Precisamos de um currículo onde o futuro professor não estude só a teoria. Ele precisa conhecer a prática desde o primeiro dia, como os médicos. O modelo de formação clínica é o melhor modelo para o professor. Ele não precisa estudar os recônditos da pedagogia. Ele precisa aprender como se ensina e como o aluno aprende. O professor é um artesão, ele não é um grande criador. Da mesma forma que o médico não é um criador. Ele tem que ser um excelente aplicador de conhecimento. A sala de aula é o foco e a referência do trabalho dele.
O currículo escolar praticado hoje é outra questão estruturante?
Sim. Hoje temos um ensino enciclopédico e precisamos acabar com essa crença. Precisamos saber para que finalidade queremos educar os jovens. Temos que educá-los para sobreviver em um mundo cada vez mais complicado, em que a informação está disponível para todos. Para isso, você precisa desenvolver competências que são básicas: saber falar, pensar, usar a linguagem, aplicar o conhecimento adquirido para entender o mundo ao seu redor. É preciso um ensino mais relevante. Ou a gente atende a esses desafios ou não melhoramos o ensino.
Muitos especialistas apontam que o salário do professor é um empecilho para o avanço da educação no Brasil. Como a senhora enxerga essa questão?

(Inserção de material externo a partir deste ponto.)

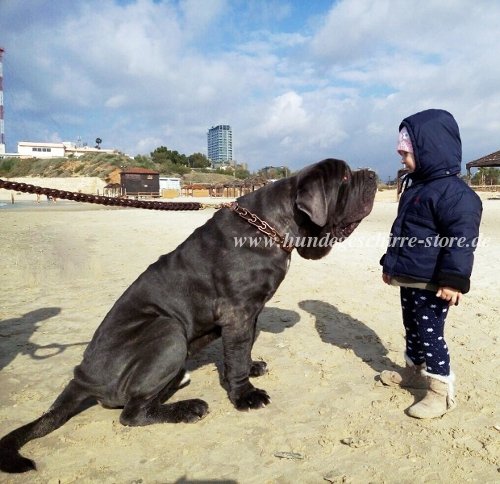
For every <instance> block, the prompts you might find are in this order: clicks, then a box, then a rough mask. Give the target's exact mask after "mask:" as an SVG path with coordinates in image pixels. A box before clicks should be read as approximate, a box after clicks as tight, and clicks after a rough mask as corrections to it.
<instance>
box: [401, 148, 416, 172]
mask: <svg viewBox="0 0 500 484" xmlns="http://www.w3.org/2000/svg"><path fill="white" fill-rule="evenodd" d="M398 153H399V154H400V155H401V163H403V165H404V166H405V167H406V169H407V170H408V171H409V172H410V173H413V172H414V171H415V168H416V167H417V165H416V163H415V157H414V156H413V153H408V151H398Z"/></svg>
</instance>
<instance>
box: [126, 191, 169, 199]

A remuneração é um fator a ser revisto. O salário precisa melhorar, mas só isso não resolve o problema. O aumento do salário tem que ser uma decorrência do aumento da responsabilidade do professor e do mérito. Se você me perguntasse se o professor ganha mal, eu diria que sim. Mas para o que alguns professores fazem, é muito. E para o que outros fazem, é pouquíssimo. Para corrigir isso, precisamos de mecanismos para diferenciar um do outro. O que não pode é aumentar o salário de todos.
A meritocracia é uma saída para isso?
A ainda que seja uma única medida, ela é interessante e pode fazer a diferença em São Paulo, onde foi aplicada. Porque se o professor quiser progredir só pelo tempo de trabalho - como normalmente ocorre - o salário dele aumenta em um determinado ritmo. Mas se ele quiser fazer um concurso sobre o conteúdo que ele ensina, ele pode ter um aumento substancial e buscar um atalho na carreira. Ele começa a ganhar mais antes do tempo previsto. Acredito que são esses os mecanismos que atraem os profissionais. Porém, é preciso lembrar que na educação não existe uma única saída. A solução tem que mexer em diferentes fatores. Sozinha a meritocracia não resolve muito. Por mais que incentive o professor, se ele não sabe como ensinar, ele precisa aprender.
Qual o maior desafio na área da educação que o próximo presidente, a ser eleito neste ano, deverá enfrentar?
A questão do professor talvez seja o abacaxi mais complicado para descascar, em todos esses aspectos. O presidente da República manda no ensino superior. E é no ensino superior que está o problema do professor. Não adianta desconversar. A questão da formação do professor é responsabilidade do Ministério da Educação – seja no ensino superior público federal ou nas faculdade e universidades particulares, que são autorizadas e supervisionadas pelo governo. Portanto não dá para se esquivar. Também precisamos lembrar que o governo federal não é o gestor do ensino básico no Brasil. Gestores são estados e municípios. Cabe ao governo federal liderar e coordenar políticas para estados e municípios que queiram promover reformas. E para isso é preciso haver um grande pacto federativo da educação. O presidente eleito precisa usar o respaldo que ganhará nas urnas para chamar estados e municípios e equacionar os problemas mais estruturantes da educação. É importante estabelecer um pacto federativo.